After finishing Dragonbook, you might like this Linkers and loaders (http://www.amazon.com/Linkers-Kaufmann-Software-Engineering-...)
In general follow this guy Jeff Ullman and you would be good(http://infolab.stanford.edu/~ullman/)
http://www.diku.dk/~torbenm/Basics/
1. Understanding how a compiler works without getting bogged down by programming language details - This means that you should try and look at compilers written in Standard ML or Ocaml (my favorite), since that would be much easier to follow. For example -- a datatype can be much more succinctly expressed as type any_value = Int | String | Float
rather than across 4 classes (as in the Java case).
2. Start small, and understand it in chunks. For these, a lot of web based resources are ideal. For example, to understand regular expressions, it would be nice if you were able to visualize them, and play around with them visually -
http://osteele.com/archives/2006/02/reanimator
I would also look at simple examples of interpreters, and build up from that, looking at examples of toy compilers:
http://min-caml.sourceforge.net/index-e.html
These will help, of course alongside a book like Appel's or the Dragon Book.
About half our class didn't finish the base compiler. Fortunately for us, we were using the Java version of the text, so most of the students already knew the implementation language; I know a course at another school using the ML text, and none of them finished their compiler, because they had to learn the language at the same time as coding the compiler.
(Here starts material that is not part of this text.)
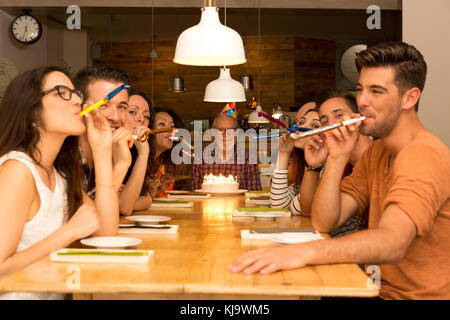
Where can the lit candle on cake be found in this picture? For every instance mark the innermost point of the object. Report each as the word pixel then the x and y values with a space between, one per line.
pixel 219 184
Here's an online book that covers interpretation of programming languages in Scheme (touching on functional language compilation in several places):
http://www.cs.brown.edu/~sk/Publications/Books/ProgLangs/200...
http://www.wiley.co.uk/wileychi/grune/
There is also a great book by the same author on parsing.
http://www.cs.vu.nl/~dick/PTAPG.html
Good Luck
Programming Language Pragmatics http://www.amazon.com/Programming-Language-Pragmatics-Second...
I own this in addition to the Dragon Book. PLP is a lot easier for me (a student) to read and understand. I definitely recommend it!